The securities firm cited the desire to streamline operations and provide clients with an integrated service across global markets as the motivation for the merger, along with “industry changes,” according to a statement released yesterday.
The firm led by chief executive officer Nicholas Moore is becoming more cautious about the outlook for its cyclical businesses.
It cut about half of its investment-banking workforce in Asia last year and earlier this year eliminated about 30 positions at its equities unit in the region.
While there are no plans for imminent job cuts in the new unit, headcount reductions could come from natural attrition, a person familiar with the matter said.
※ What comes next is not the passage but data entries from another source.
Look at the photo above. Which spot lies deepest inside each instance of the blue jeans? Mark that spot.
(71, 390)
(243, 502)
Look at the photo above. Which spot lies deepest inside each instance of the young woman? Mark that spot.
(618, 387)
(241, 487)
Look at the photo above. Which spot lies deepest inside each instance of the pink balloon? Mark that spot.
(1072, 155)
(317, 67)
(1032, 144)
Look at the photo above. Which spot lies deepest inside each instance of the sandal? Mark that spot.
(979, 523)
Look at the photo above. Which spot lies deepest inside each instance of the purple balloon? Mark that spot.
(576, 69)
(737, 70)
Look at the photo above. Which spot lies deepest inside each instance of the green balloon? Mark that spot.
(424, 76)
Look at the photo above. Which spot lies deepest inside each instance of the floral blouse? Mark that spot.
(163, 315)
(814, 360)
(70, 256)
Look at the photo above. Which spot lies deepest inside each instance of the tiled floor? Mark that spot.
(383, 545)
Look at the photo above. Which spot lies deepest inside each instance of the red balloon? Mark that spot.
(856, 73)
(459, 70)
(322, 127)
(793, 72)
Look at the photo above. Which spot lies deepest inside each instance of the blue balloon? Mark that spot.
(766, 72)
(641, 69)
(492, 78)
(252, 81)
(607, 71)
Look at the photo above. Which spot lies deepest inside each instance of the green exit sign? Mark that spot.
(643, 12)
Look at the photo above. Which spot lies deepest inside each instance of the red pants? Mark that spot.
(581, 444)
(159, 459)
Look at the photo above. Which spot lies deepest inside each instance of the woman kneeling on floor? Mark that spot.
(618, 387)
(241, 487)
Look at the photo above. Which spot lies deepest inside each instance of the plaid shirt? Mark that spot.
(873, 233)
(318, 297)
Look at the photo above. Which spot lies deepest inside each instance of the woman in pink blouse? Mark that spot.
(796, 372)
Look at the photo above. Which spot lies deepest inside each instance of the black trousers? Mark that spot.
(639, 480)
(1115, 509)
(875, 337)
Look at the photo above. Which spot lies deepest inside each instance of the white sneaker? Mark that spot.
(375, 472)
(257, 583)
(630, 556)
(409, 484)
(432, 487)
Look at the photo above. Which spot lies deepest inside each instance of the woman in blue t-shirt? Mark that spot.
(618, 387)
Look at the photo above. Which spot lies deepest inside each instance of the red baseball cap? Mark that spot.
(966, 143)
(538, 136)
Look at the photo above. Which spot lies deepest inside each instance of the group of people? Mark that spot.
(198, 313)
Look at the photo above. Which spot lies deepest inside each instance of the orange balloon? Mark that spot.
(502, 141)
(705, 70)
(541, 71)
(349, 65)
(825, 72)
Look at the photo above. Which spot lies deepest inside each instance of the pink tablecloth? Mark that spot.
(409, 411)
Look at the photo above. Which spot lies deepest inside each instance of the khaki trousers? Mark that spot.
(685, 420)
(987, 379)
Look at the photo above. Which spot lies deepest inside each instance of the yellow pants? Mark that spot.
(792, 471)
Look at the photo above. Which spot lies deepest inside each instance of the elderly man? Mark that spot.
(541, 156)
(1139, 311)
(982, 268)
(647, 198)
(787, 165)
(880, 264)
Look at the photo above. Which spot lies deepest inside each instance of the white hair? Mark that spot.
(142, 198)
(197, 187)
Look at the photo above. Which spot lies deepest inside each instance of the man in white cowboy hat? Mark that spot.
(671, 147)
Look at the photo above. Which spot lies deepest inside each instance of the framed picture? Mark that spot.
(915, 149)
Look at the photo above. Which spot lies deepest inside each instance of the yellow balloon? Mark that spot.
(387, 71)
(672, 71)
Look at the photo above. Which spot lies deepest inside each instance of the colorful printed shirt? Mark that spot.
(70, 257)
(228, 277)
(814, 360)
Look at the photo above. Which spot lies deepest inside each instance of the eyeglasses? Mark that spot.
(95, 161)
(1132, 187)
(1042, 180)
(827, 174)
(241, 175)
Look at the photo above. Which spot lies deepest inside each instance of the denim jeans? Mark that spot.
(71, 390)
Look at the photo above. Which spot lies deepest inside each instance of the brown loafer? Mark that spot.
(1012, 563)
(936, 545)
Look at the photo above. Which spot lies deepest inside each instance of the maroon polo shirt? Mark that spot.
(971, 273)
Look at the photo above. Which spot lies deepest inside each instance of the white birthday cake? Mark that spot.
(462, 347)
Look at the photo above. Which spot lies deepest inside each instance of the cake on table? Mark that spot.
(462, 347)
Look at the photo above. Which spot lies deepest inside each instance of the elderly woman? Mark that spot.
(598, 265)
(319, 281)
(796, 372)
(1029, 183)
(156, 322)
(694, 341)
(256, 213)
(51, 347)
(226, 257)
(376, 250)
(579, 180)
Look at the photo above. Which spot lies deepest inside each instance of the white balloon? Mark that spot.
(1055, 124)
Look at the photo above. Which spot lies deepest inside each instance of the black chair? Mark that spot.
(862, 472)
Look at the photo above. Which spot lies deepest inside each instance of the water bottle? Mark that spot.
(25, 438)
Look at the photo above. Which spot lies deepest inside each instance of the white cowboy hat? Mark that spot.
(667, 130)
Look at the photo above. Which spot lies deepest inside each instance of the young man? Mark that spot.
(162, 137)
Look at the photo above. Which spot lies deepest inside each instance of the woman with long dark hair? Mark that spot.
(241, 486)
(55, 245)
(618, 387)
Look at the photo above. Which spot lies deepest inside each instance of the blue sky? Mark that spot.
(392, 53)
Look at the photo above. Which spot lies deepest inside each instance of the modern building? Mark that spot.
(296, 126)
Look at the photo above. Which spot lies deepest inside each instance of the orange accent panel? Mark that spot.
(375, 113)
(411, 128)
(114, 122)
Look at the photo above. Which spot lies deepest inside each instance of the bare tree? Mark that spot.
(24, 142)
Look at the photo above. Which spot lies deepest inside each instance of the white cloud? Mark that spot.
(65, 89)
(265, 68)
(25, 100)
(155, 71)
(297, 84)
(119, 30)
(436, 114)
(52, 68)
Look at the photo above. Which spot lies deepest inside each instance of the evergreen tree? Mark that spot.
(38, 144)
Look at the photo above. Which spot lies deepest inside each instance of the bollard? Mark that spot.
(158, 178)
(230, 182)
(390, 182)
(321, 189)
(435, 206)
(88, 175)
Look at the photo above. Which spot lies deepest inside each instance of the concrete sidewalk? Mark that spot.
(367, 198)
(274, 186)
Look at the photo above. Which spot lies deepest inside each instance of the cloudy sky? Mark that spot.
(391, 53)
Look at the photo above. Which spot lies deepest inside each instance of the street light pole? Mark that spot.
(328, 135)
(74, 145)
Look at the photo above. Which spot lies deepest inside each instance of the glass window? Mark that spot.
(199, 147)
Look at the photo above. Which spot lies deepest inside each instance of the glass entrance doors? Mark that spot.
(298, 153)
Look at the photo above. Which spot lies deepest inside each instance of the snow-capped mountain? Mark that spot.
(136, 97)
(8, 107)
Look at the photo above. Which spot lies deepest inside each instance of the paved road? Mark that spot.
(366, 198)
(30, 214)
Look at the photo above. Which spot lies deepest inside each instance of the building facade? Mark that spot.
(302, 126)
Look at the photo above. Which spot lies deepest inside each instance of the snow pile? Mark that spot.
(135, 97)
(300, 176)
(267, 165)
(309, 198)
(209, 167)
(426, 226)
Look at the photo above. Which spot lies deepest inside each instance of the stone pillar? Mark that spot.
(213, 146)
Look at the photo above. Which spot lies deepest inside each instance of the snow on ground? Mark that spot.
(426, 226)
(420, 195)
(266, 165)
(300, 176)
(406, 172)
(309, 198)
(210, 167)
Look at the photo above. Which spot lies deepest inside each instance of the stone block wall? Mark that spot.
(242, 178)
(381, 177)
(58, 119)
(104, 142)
The world’s largest infrastructure manager, which has seen its profit almost treble since 2012, is now starting to face headwinds.
Net income declined 2 percent in the six months ending on Sept. 30, according to its most recent regulatory filing.
Profit attributable to its capital market-facing business fell 34 percent from a year earlier, the bank said in a presentation in October.
Before yesterday’s announcement, some analysts had said the Australian investment bank was preparing for tougher times.
“While Macquarie remains optimistic in management commentary, its actions speak differently,” Jonathan Mott, an analyst at UBS Group AG, wrote in a note on Oct. 28 following the bank’s most recent results.
A reduction in equity investments, a drop in loans and leases and declining headcount in almost every division are among signs that Macquarie is “preparing for a more difficult environment,” he said.
The merger of the Securities Group and the Commodities and Financial Markets Group will bring together the firm’s execution, research, derivatives, trading, fixed-income, foreign-exchange and commodities businesses, Macquarie said.
Andrew Downe, who has headed Macquarie’s Commodities and Financial Markets Group since 1997, will take charge of the new Commodities and Global Markets Group. Stevan Vrcelj, who ran the Securities Group, will step down from both his current role and the executive board.
Macquarie has a separate group that handles businesses including mergers, debt and equity capital markets and principal investments.
Analysts remain confident that Macquarie will be able to ride out the challenges. Of 16 surveyed by Bloomberg, eight rate the firm a buy, six a hold and just one a sell.